Simmons, linebackers maturing after 2014

TJ Simmons has a new look.

The trademark dreadlocks that poured from the junior linebacker’s helmet in 2013-14 have been shaved from his head.

“I’m going for a more mature look,” Simmons said. “I had to go down a helmet size, and the family didn’t really like the dreads.”

It’s not just his look that has matured, though.

The entire front seven, and the linebackers that Simmons leads, have all matured as well, coming off of a season where lack of experience was a vulnerability.

“I do think this is the best front seven we’ve had since I’ve been here,” Simmons said. “I think it’s because of our experience.”

Simmons, the most experienced linebacker outside of redshirt senior bandit Zack Shaw, has started since he was a true freshman in 2013 and found success in defensive coordinator Brian Knorr’s new 3-4 scheme as a sophomore in 2014, recording 72 tackles — the second most on the team — and two sacks.

Last year, the linebacking core consisted of then-freshman Tegray Scales, then-sophomores Simmons and Darius Latham and then-junior Nick Mangieri, with 
several other younger linebackers littered throughout the season, after Marcus Oliver tore his ACL.

Even as a freshman, Scales made substantial strides on the stat sheet, recording the most interceptions on the team, with three, and added 46 tackles. The lack of experience among the linebackers as a whole, though, caused miscommunication and lack of trust throughout the season, Simmons said.

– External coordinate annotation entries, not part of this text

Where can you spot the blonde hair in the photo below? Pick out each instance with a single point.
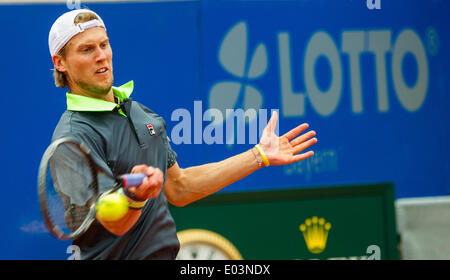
(60, 77)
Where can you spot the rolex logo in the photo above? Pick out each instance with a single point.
(315, 231)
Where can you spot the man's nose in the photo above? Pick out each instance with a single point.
(100, 54)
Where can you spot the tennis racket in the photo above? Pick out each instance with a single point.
(69, 185)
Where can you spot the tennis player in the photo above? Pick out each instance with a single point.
(125, 136)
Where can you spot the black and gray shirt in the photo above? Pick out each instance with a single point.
(120, 137)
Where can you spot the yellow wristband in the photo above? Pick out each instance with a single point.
(263, 155)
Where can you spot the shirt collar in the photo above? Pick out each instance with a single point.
(76, 102)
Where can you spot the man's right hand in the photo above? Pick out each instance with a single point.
(151, 185)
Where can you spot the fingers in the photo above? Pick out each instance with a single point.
(296, 131)
(272, 124)
(303, 156)
(304, 145)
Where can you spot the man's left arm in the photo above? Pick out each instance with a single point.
(184, 186)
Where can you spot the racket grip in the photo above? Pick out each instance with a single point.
(130, 180)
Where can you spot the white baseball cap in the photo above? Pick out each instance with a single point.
(63, 29)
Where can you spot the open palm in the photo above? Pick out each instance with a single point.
(286, 149)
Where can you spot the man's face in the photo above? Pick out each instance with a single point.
(88, 63)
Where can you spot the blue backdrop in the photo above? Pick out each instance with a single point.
(372, 83)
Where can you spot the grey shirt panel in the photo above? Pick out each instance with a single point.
(117, 144)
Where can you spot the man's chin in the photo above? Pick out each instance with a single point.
(97, 90)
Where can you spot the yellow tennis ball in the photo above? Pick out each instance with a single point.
(112, 207)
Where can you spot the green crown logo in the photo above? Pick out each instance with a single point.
(315, 231)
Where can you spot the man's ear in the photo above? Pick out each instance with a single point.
(59, 63)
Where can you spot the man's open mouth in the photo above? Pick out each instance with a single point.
(102, 70)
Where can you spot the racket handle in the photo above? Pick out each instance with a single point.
(130, 180)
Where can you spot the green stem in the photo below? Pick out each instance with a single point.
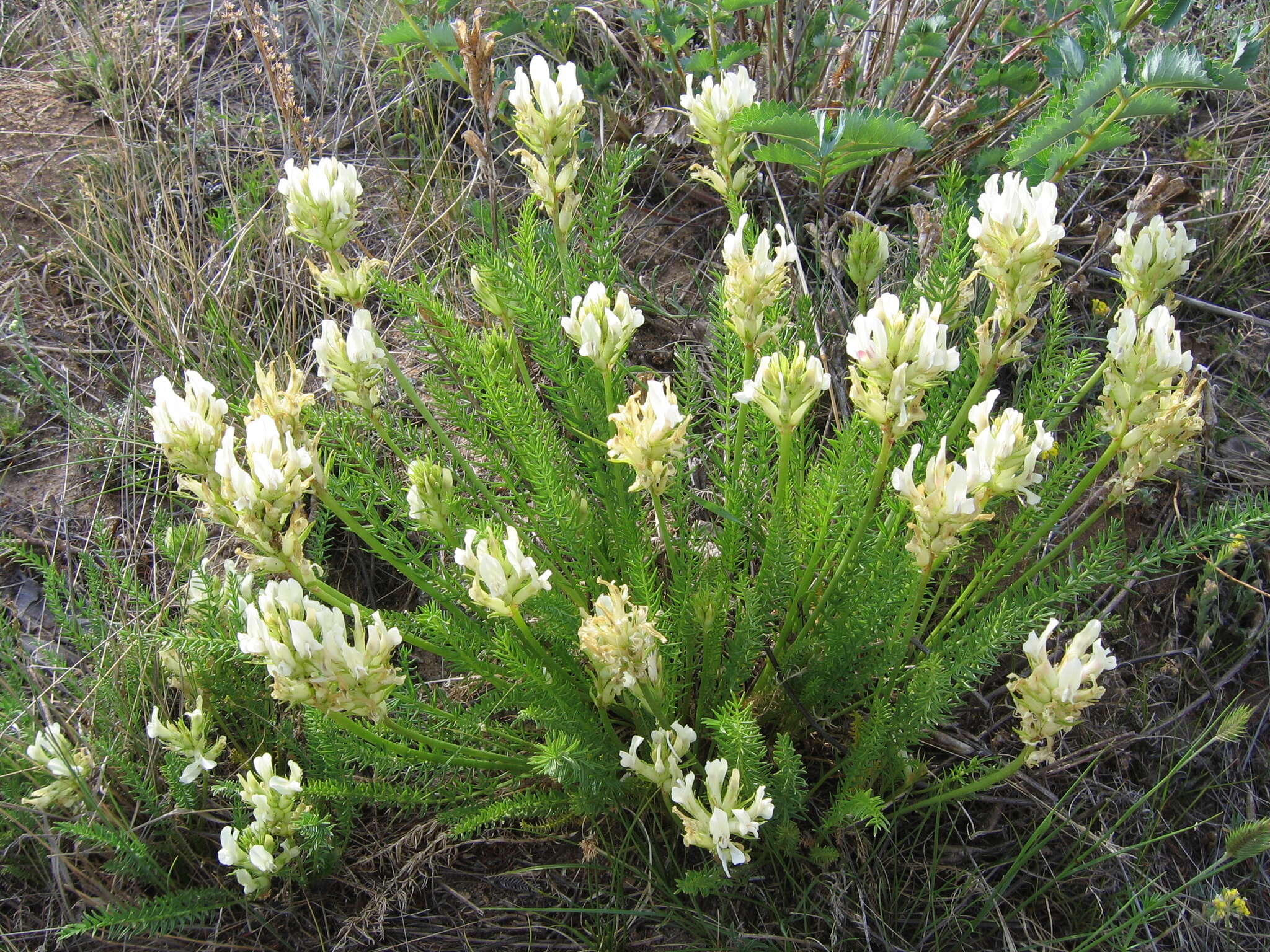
(988, 780)
(482, 762)
(1021, 551)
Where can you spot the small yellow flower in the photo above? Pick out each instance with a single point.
(1226, 904)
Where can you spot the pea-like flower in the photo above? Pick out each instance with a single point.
(322, 202)
(266, 845)
(502, 575)
(1150, 400)
(600, 327)
(255, 856)
(189, 430)
(189, 741)
(621, 645)
(1050, 701)
(944, 506)
(353, 364)
(431, 494)
(897, 358)
(785, 387)
(1005, 460)
(305, 646)
(1016, 240)
(1150, 262)
(651, 436)
(755, 281)
(716, 824)
(69, 767)
(548, 115)
(710, 113)
(668, 749)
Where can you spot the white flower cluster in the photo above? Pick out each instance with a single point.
(651, 436)
(262, 496)
(1150, 400)
(755, 281)
(785, 387)
(668, 749)
(710, 113)
(189, 428)
(1016, 242)
(322, 202)
(621, 645)
(602, 328)
(1151, 262)
(897, 358)
(353, 364)
(66, 764)
(502, 575)
(548, 115)
(944, 505)
(189, 741)
(431, 494)
(1003, 459)
(1050, 700)
(722, 819)
(305, 646)
(266, 845)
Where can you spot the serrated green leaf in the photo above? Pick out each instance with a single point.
(1175, 68)
(781, 120)
(1153, 102)
(1098, 84)
(1168, 14)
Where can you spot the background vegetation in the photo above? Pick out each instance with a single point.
(143, 144)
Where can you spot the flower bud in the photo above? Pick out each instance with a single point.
(785, 387)
(431, 493)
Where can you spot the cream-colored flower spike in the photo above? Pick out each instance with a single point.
(710, 113)
(716, 824)
(785, 387)
(621, 645)
(1151, 262)
(189, 741)
(755, 281)
(353, 364)
(1150, 400)
(189, 430)
(548, 115)
(944, 505)
(69, 767)
(431, 494)
(1050, 700)
(668, 749)
(1016, 240)
(651, 436)
(322, 202)
(502, 575)
(897, 358)
(305, 646)
(602, 328)
(1003, 459)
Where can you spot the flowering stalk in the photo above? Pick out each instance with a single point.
(710, 115)
(548, 115)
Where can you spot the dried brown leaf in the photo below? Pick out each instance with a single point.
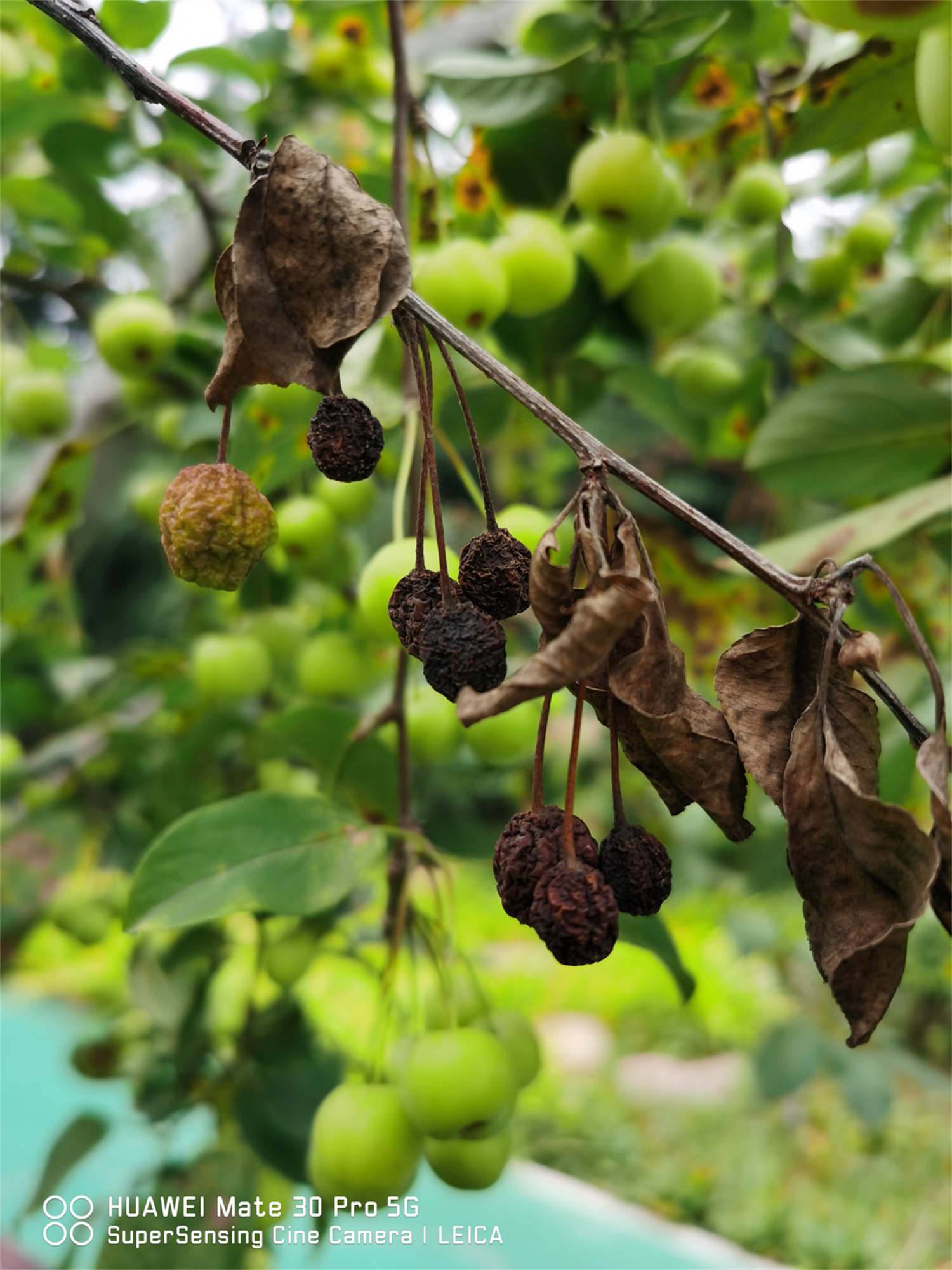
(863, 867)
(765, 684)
(687, 736)
(337, 257)
(598, 620)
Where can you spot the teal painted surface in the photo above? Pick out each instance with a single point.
(548, 1222)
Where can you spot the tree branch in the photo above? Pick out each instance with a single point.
(591, 453)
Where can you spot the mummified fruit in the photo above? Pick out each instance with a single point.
(463, 646)
(346, 439)
(638, 868)
(494, 573)
(576, 914)
(530, 848)
(412, 603)
(216, 525)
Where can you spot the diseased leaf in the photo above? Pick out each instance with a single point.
(600, 618)
(863, 867)
(687, 736)
(765, 684)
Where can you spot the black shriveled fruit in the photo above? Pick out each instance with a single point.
(460, 645)
(412, 603)
(494, 573)
(576, 914)
(638, 868)
(346, 439)
(531, 846)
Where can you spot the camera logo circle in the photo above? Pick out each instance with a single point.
(56, 1233)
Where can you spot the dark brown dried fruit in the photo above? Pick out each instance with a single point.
(494, 573)
(531, 846)
(412, 603)
(461, 646)
(638, 868)
(346, 439)
(576, 914)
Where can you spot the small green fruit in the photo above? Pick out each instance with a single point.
(676, 290)
(619, 180)
(333, 666)
(470, 1165)
(609, 253)
(934, 86)
(465, 283)
(383, 572)
(36, 404)
(362, 1145)
(539, 265)
(758, 195)
(521, 1043)
(134, 333)
(458, 1083)
(229, 667)
(868, 242)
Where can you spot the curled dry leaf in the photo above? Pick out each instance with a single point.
(765, 684)
(863, 867)
(315, 262)
(686, 735)
(600, 618)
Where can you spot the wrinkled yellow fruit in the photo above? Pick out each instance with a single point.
(216, 525)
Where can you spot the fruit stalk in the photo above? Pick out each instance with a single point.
(591, 451)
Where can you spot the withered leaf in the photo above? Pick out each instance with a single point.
(863, 867)
(687, 736)
(765, 684)
(934, 765)
(337, 256)
(552, 592)
(597, 622)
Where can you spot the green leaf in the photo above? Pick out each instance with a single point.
(493, 90)
(873, 98)
(224, 62)
(868, 432)
(861, 531)
(653, 935)
(77, 1141)
(257, 852)
(135, 23)
(789, 1056)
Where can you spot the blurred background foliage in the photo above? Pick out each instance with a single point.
(701, 1074)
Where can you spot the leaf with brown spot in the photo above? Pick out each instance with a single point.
(337, 256)
(600, 618)
(765, 684)
(863, 867)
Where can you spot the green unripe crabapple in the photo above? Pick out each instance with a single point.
(384, 571)
(934, 86)
(521, 1043)
(704, 378)
(539, 265)
(676, 290)
(36, 403)
(465, 283)
(619, 180)
(507, 739)
(458, 1084)
(470, 1165)
(362, 1145)
(879, 17)
(332, 666)
(869, 239)
(229, 667)
(758, 195)
(134, 333)
(609, 253)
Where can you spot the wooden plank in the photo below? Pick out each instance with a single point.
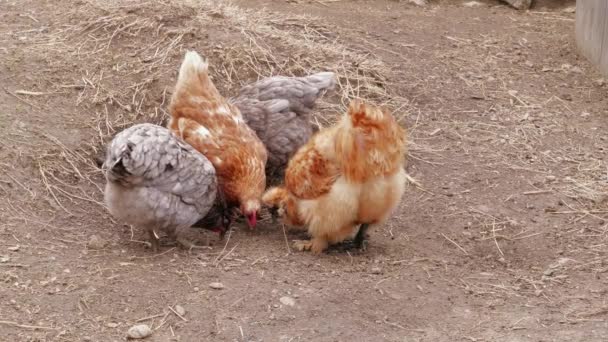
(604, 55)
(590, 27)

“We didn’t have that trust,” Simmons said. “Guys were trying to do other guys’ jobs, but now, we’re all gelling together, the defensive backs and defensive line and 
linebackers.”

IU Coach Kevin Wilson also sees the increase in trust, but the coaching has a big part in that trust, Wilson said.

“The first year, it’s all scheme, scheme, scheme,” Wilson said about Knorr and the defensive coaches. “The second year, you can really start developing those guys, and that’s how you get 
that trust.”

The Hoosiers target for the 2015 season is to not allow more than 21 points per game, Simmons said, and the goal for the front seven is to not allow more than 2.5 yards per rush.

In 2014, the Hoosiers allowed 34 points per game and 5.1 yards per rush.

“As an inside linebacker, I’m defined as how many yards running backs get,” Simmons said. “If the running back gets more than two yards in my area or my gap, that’s how I’m defined.”

Coming into the season, Simmons underwent an arthroscopic knee procedure, which kept him from the final three weeks of spring camp.

His injury didn’t keep Simmons from the film room, though.

“I’m healthy now,” Simmons said. “When I was hurt, I used that time to get in the film room. In my rehab, I was in the film room, and now I feel like I can play faster.”

After the season of inexperience and surrendering the seventh-most yards in the Big Ten in 2014, this defense is the best Simmons has ever been a part of, Simmons said. “We’ve got a lot of play-makers,” Simmons said. “The program is building.”